National Home Services is a water heater and HVAC business, and Toronto-based Reliance runs similar businesses across Canada, with approximately 1.6 million total customers. For Just Energy's part, the sale is a chance to focus on its strategic business (the competitive retail of electricity and natural gas), as well as work down some of its debt.

The priority for management is the reduction of debt levels, noted co-CEO's Deb Merril and James Lewis in today's press release. "We examined all of our non-core assets and concluded that the sale of NHS [National Home Services] at this price would allow us to pay down approximately $400 million of our outstanding debt, substantially reducing our leverage. We are intent on further reducing our debt in future periods through continued growth of our core energy business."

Just Energy's total debt as of the end of March was $982 million, $930 million of which was long-term debt.

But despite the positive spin on the sale, Just Energy will no longer enjoy NHS's earnings, which were expected to account for 25% of the Group's total 2015 Base EBITDA. In the same press release, Just Energy announced it will cut its dividend from Canadian $0.84 per year to Canadian $0.50, a 40.5% haircut.

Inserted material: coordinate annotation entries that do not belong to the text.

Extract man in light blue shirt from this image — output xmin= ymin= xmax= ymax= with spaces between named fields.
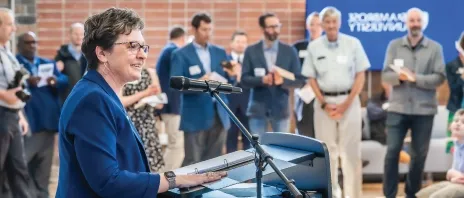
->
xmin=171 ymin=13 xmax=241 ymax=166
xmin=301 ymin=7 xmax=370 ymax=198
xmin=241 ymin=13 xmax=304 ymax=138
xmin=382 ymin=8 xmax=445 ymax=198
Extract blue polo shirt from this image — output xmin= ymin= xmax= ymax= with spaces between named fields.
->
xmin=16 ymin=54 xmax=68 ymax=133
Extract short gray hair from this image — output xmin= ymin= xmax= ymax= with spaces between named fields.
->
xmin=306 ymin=12 xmax=319 ymax=26
xmin=406 ymin=7 xmax=424 ymax=18
xmin=321 ymin=6 xmax=342 ymax=23
xmin=81 ymin=7 xmax=145 ymax=69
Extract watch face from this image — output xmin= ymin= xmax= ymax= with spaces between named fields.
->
xmin=165 ymin=171 xmax=176 ymax=178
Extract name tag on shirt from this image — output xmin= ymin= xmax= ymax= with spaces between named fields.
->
xmin=337 ymin=56 xmax=348 ymax=64
xmin=393 ymin=59 xmax=404 ymax=67
xmin=254 ymin=68 xmax=266 ymax=77
xmin=189 ymin=65 xmax=201 ymax=76
xmin=298 ymin=50 xmax=308 ymax=58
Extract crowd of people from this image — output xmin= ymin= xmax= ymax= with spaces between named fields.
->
xmin=0 ymin=4 xmax=464 ymax=198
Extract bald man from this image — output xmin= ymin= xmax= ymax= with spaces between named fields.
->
xmin=382 ymin=8 xmax=445 ymax=198
xmin=55 ymin=23 xmax=87 ymax=102
xmin=16 ymin=32 xmax=68 ymax=198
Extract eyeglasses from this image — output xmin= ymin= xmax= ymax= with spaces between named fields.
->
xmin=265 ymin=24 xmax=282 ymax=29
xmin=23 ymin=41 xmax=38 ymax=45
xmin=114 ymin=41 xmax=150 ymax=53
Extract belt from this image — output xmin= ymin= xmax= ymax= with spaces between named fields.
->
xmin=321 ymin=89 xmax=351 ymax=96
xmin=0 ymin=106 xmax=21 ymax=113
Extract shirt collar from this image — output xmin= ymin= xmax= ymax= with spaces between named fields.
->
xmin=192 ymin=41 xmax=209 ymax=50
xmin=263 ymin=40 xmax=279 ymax=51
xmin=323 ymin=33 xmax=342 ymax=48
xmin=230 ymin=51 xmax=243 ymax=61
xmin=402 ymin=35 xmax=429 ymax=47
xmin=16 ymin=54 xmax=39 ymax=65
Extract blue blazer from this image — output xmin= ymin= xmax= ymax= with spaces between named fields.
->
xmin=56 ymin=69 xmax=160 ymax=198
xmin=227 ymin=55 xmax=250 ymax=112
xmin=241 ymin=41 xmax=305 ymax=119
xmin=16 ymin=54 xmax=68 ymax=133
xmin=171 ymin=43 xmax=230 ymax=133
xmin=156 ymin=43 xmax=180 ymax=114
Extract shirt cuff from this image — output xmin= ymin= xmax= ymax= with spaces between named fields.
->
xmin=143 ymin=173 xmax=161 ymax=198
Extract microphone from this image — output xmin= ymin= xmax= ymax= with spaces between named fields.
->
xmin=169 ymin=76 xmax=242 ymax=94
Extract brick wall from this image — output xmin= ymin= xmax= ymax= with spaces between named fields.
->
xmin=33 ymin=0 xmax=305 ymax=65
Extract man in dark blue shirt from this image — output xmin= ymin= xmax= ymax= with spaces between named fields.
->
xmin=16 ymin=32 xmax=68 ymax=198
xmin=156 ymin=26 xmax=185 ymax=170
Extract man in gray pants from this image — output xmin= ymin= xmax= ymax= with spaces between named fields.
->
xmin=382 ymin=8 xmax=445 ymax=198
xmin=0 ymin=8 xmax=30 ymax=198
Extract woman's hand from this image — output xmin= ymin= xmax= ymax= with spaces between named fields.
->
xmin=143 ymin=85 xmax=160 ymax=97
xmin=176 ymin=171 xmax=227 ymax=188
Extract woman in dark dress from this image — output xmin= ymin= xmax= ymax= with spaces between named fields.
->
xmin=121 ymin=68 xmax=164 ymax=172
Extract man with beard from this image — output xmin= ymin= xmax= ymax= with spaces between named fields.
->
xmin=241 ymin=13 xmax=304 ymax=139
xmin=301 ymin=7 xmax=370 ymax=198
xmin=382 ymin=8 xmax=445 ymax=198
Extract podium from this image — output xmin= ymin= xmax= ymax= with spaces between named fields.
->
xmin=159 ymin=132 xmax=332 ymax=198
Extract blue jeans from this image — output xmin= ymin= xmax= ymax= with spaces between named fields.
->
xmin=226 ymin=108 xmax=250 ymax=153
xmin=248 ymin=118 xmax=290 ymax=136
xmin=383 ymin=112 xmax=434 ymax=198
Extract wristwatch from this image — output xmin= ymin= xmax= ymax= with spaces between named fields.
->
xmin=164 ymin=171 xmax=176 ymax=189
xmin=321 ymin=102 xmax=327 ymax=109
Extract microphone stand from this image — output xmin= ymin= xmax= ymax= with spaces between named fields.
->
xmin=205 ymin=81 xmax=303 ymax=198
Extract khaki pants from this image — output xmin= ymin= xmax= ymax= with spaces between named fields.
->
xmin=416 ymin=181 xmax=464 ymax=198
xmin=160 ymin=114 xmax=185 ymax=172
xmin=314 ymin=95 xmax=362 ymax=198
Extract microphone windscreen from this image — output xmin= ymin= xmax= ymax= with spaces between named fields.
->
xmin=169 ymin=76 xmax=189 ymax=90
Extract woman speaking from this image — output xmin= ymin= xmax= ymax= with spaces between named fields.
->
xmin=56 ymin=8 xmax=226 ymax=198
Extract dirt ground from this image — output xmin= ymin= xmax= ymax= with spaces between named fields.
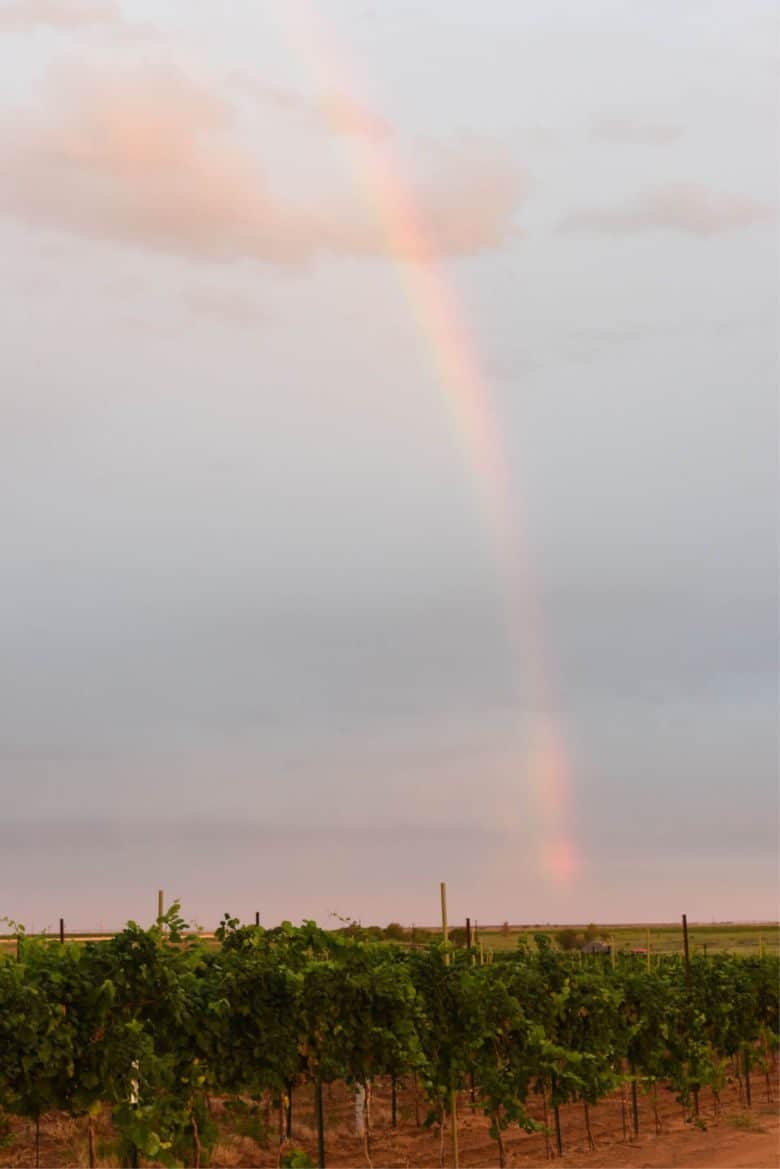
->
xmin=0 ymin=1080 xmax=780 ymax=1169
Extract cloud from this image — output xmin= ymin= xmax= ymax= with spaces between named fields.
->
xmin=559 ymin=184 xmax=775 ymax=236
xmin=229 ymin=72 xmax=391 ymax=141
xmin=184 ymin=288 xmax=263 ymax=328
xmin=0 ymin=0 xmax=153 ymax=36
xmin=0 ymin=65 xmax=524 ymax=264
xmin=591 ymin=117 xmax=683 ymax=146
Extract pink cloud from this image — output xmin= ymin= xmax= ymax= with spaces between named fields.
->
xmin=230 ymin=72 xmax=391 ymax=141
xmin=0 ymin=0 xmax=122 ymax=29
xmin=0 ymin=0 xmax=154 ymax=39
xmin=0 ymin=67 xmax=523 ymax=264
xmin=560 ymin=184 xmax=775 ymax=236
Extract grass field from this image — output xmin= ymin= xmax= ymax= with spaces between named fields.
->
xmin=470 ymin=921 xmax=780 ymax=955
xmin=0 ymin=921 xmax=780 ymax=956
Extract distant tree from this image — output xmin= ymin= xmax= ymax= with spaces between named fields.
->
xmin=385 ymin=921 xmax=408 ymax=942
xmin=555 ymin=929 xmax=580 ymax=950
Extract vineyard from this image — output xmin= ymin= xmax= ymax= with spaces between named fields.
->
xmin=0 ymin=906 xmax=780 ymax=1167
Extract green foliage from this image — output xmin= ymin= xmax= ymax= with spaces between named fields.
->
xmin=0 ymin=904 xmax=780 ymax=1167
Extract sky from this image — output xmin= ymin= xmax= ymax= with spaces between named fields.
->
xmin=0 ymin=0 xmax=780 ymax=928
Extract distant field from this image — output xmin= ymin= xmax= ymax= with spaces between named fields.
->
xmin=470 ymin=921 xmax=780 ymax=955
xmin=0 ymin=921 xmax=780 ymax=955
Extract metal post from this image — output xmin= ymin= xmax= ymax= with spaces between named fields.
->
xmin=440 ymin=881 xmax=449 ymax=945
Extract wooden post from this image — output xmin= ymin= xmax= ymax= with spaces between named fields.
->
xmin=440 ymin=881 xmax=461 ymax=1169
xmin=315 ymin=1075 xmax=325 ymax=1169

"This transaction will allow us to substantially reduce our debt and strengthen our balance sheet," said Executive Chair Rebecca MacDonald in today's press release. "Our lower dividend reflects a sound payout ratio on our revised cash flow guidance. These steps are consistent with the conservative strategy being pursued by management. The retailing of deregulated energy continues to show high growth across North America. Just Energy is a leader in the industry and has grown its business every year since our formation."